I enjoyed John Hirschauer’s post on the sloppiness of the contemporary Catholic liturgy. It belongs to a proud and thriving genre. I had not heard the line about crawling to receive Eucharist attributed to Mohandas K. Gandhi before — usually, it’s John Calvin or some unnamed Muslim or Jacobin.
But I wonder if he hasn’t got the causality backward: Perhaps it is the case that the liturgies, and church manners more generally, have become excessively democratic because so many American Catholics no longer really believe their own dogma, rather than that otherwise devout believers have lost their faith because of “extraordinary” eucharistic ministers in blue jeans? I’ll go a mile or two out of my way to avoid a church with bongos and guitars. (Except in the case of guitarists named Christopher Parkening.) But I am not so sure the central Figure of the Christian religion would have been quite so fastidious about this. And one of the most reverential Masses at which I ever have had the honor to be present was celebrated in makeshift conditions in a hotel room. (Ironically, this happened within view of St. Peter’s.) No one wore Birkenstocks, but there is some biblical precedent for sandals, I believe.
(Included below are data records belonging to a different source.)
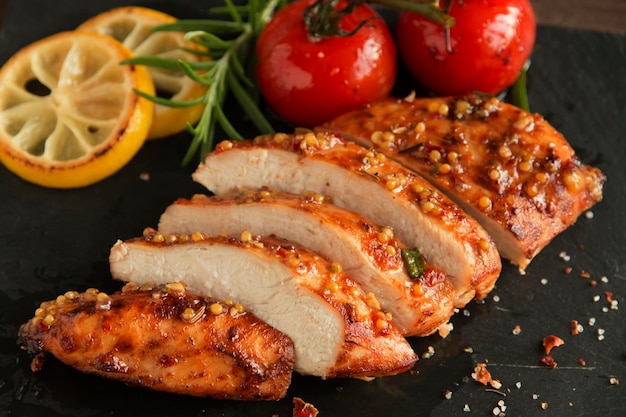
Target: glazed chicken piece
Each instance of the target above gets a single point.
(366, 182)
(509, 169)
(369, 253)
(165, 338)
(336, 329)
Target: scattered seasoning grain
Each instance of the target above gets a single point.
(550, 342)
(548, 361)
(445, 329)
(576, 327)
(430, 351)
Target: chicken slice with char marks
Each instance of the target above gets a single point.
(369, 253)
(337, 331)
(164, 338)
(367, 182)
(508, 168)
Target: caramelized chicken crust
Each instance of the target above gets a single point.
(165, 338)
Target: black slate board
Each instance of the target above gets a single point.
(52, 241)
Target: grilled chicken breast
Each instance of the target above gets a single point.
(164, 338)
(509, 169)
(369, 253)
(367, 182)
(337, 331)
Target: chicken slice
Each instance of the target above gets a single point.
(367, 182)
(164, 338)
(335, 331)
(509, 169)
(369, 253)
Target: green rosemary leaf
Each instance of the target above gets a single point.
(234, 12)
(519, 93)
(218, 27)
(240, 71)
(202, 78)
(248, 105)
(207, 40)
(242, 10)
(414, 262)
(168, 102)
(225, 124)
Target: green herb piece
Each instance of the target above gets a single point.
(414, 262)
(228, 48)
(519, 92)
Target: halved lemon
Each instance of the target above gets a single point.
(132, 26)
(68, 113)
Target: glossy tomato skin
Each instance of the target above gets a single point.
(491, 41)
(310, 81)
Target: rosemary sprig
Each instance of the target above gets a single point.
(226, 47)
(519, 92)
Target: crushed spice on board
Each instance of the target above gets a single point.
(552, 341)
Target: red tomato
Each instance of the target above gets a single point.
(310, 81)
(490, 43)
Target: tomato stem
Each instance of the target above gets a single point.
(428, 9)
(323, 17)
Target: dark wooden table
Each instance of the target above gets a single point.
(598, 15)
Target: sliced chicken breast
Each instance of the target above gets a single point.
(367, 182)
(337, 331)
(164, 338)
(369, 253)
(509, 169)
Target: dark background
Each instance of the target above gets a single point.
(52, 241)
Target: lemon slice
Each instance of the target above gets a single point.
(132, 26)
(68, 113)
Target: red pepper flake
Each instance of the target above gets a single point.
(548, 361)
(303, 409)
(550, 342)
(482, 375)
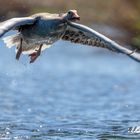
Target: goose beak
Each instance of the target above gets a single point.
(75, 16)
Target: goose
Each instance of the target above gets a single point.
(39, 31)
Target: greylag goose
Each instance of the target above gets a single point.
(40, 31)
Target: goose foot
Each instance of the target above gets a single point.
(35, 55)
(19, 51)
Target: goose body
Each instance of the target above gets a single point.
(40, 31)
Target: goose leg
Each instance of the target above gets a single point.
(35, 55)
(19, 50)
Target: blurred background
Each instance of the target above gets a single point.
(123, 14)
(73, 92)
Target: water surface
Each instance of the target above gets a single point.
(71, 92)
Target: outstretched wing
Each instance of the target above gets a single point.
(15, 22)
(78, 33)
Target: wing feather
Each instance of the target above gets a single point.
(15, 22)
(78, 33)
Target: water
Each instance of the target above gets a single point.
(71, 92)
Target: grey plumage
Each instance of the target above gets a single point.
(38, 32)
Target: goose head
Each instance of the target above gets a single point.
(71, 15)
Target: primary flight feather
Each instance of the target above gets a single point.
(40, 31)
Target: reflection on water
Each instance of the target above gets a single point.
(70, 92)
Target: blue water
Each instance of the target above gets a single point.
(71, 92)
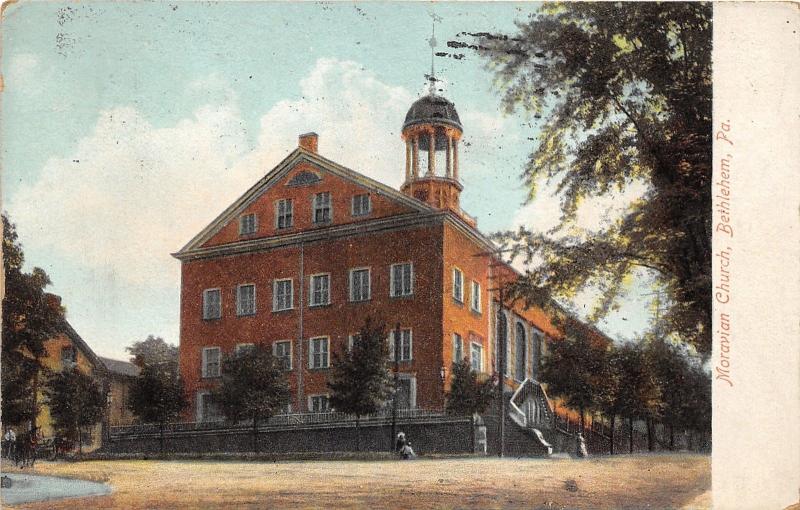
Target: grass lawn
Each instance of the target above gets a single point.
(657, 481)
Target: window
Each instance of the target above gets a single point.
(401, 279)
(318, 352)
(475, 297)
(207, 409)
(69, 356)
(212, 304)
(476, 356)
(352, 339)
(361, 205)
(318, 403)
(282, 351)
(458, 285)
(458, 348)
(320, 291)
(248, 224)
(521, 341)
(405, 345)
(246, 299)
(282, 295)
(211, 362)
(359, 285)
(322, 207)
(284, 216)
(242, 349)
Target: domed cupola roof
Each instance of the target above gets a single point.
(432, 109)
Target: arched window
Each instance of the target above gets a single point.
(520, 352)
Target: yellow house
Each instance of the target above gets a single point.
(67, 350)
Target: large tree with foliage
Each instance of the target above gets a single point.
(360, 381)
(29, 319)
(573, 370)
(254, 387)
(638, 396)
(468, 395)
(76, 402)
(625, 93)
(158, 396)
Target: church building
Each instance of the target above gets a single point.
(313, 248)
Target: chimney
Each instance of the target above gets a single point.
(309, 142)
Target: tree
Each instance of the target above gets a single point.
(626, 92)
(157, 396)
(253, 387)
(638, 394)
(76, 401)
(360, 381)
(30, 317)
(153, 351)
(573, 369)
(468, 395)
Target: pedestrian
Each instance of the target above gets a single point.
(400, 442)
(10, 443)
(581, 446)
(407, 452)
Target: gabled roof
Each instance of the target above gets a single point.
(80, 344)
(276, 174)
(119, 367)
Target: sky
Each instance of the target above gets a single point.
(128, 127)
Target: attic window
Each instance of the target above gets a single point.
(304, 178)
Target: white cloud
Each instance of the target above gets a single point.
(131, 193)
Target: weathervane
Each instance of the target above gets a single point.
(432, 41)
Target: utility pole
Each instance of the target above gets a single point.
(396, 381)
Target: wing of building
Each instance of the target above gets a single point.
(312, 249)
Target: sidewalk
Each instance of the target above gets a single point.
(27, 488)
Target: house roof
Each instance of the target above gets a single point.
(119, 367)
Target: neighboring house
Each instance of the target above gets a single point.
(314, 248)
(66, 351)
(121, 375)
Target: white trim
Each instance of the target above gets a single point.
(392, 282)
(327, 352)
(314, 208)
(291, 352)
(353, 204)
(472, 295)
(239, 312)
(311, 289)
(460, 296)
(204, 362)
(241, 224)
(278, 214)
(205, 292)
(275, 294)
(369, 283)
(317, 395)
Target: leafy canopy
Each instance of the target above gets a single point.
(254, 385)
(625, 94)
(30, 317)
(468, 395)
(360, 381)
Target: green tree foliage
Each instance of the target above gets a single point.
(254, 387)
(360, 381)
(574, 369)
(639, 394)
(157, 396)
(154, 351)
(625, 92)
(76, 402)
(29, 319)
(468, 395)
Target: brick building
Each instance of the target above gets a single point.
(313, 248)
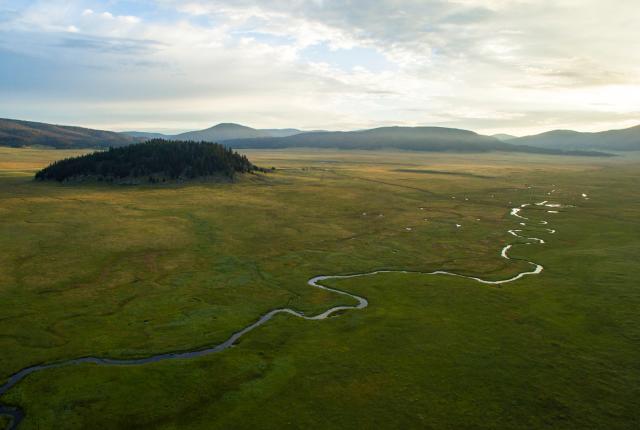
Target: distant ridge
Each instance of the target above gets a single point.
(613, 140)
(219, 133)
(504, 137)
(435, 139)
(222, 132)
(16, 133)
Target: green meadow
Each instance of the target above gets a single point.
(132, 271)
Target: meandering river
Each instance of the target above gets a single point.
(17, 414)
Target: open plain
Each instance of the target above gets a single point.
(127, 272)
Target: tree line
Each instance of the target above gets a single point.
(156, 159)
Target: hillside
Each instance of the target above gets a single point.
(504, 137)
(155, 160)
(222, 132)
(16, 133)
(145, 135)
(436, 139)
(612, 140)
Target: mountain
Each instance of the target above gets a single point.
(219, 133)
(145, 135)
(222, 132)
(153, 161)
(612, 140)
(504, 137)
(18, 133)
(281, 132)
(436, 139)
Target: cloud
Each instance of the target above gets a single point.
(500, 65)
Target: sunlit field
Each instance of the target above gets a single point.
(133, 271)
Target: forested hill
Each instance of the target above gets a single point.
(153, 161)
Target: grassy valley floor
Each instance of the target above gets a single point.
(117, 271)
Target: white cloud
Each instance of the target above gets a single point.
(491, 65)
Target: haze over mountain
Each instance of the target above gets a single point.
(436, 139)
(27, 133)
(18, 133)
(219, 133)
(612, 140)
(504, 137)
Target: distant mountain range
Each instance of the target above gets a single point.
(26, 133)
(503, 137)
(434, 139)
(219, 133)
(613, 140)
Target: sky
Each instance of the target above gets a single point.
(492, 66)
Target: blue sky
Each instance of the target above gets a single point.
(517, 66)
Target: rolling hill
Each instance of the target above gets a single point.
(436, 139)
(612, 140)
(504, 137)
(16, 133)
(154, 161)
(222, 132)
(219, 133)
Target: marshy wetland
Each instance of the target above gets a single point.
(127, 273)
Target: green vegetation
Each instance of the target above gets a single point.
(156, 160)
(92, 269)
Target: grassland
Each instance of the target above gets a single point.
(133, 271)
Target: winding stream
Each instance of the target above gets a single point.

Of course there are outward signs indicating inward things, and much of American Catholic observance is, it seems to me, irreverent. But count me skeptical of the proposition that what Catholics really want is a pair of decent long trousers to awe them into orthodoxy.
“Thou art Peter, and upon this rock I will build my church; and the gates of hell shall not prevail against it.” If the gates of hell shall not prevail, then business casual doesn’t stand a chance.